Dans le cadre de son action de sensibilisation à propos du projet de
Convention du Conseil de l'Europe sur la cybercriminalité, IRIS analyse
dans ce document les derniers développements intervenus depuis le mois
de décembre 2000 : nouvelle version du projet de Convention,
déclarations - et absence de déclarations - en France, très récente
Communication de la Commission européenne.
L'action d'IRIS contre le projet de Convention du Conseil de l'Europe se
poursuit, et nous appelons les organisations françaises soucieuses du
respect des droits de l'homme et des libertés publiques à soutenir cette
action en se joignant à la liste des signataires pour dénoncer ce projet
en l'état : http://www.iris.sgdg.org/actions/cybercrime/sign-coe.html.

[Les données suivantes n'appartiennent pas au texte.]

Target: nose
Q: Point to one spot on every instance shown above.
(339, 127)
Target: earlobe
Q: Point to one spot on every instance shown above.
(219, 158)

Sommaire de ce document intitulé « Cybercriminalité : du danger d'un
projet de "traité fourre-tout" », et disponible sur le web à l'adresse
http://www.iris.sgdg.org/actions/cybercrime/analyse-0201.html :

- Le silence assourdissant du Conseil de l'Europe et de la France
- Première mention de la lutte contre la propagande raciste
- Les dangers persistent
- Limiter le champ d'application du projet
- S'inspirer de la Directive « Télévision sans frontières » pour la
compétence des juridictions
- L'Union européenne entre en scène
- Références

Le comité de rédaction de la lettre électronique « Les Iris ».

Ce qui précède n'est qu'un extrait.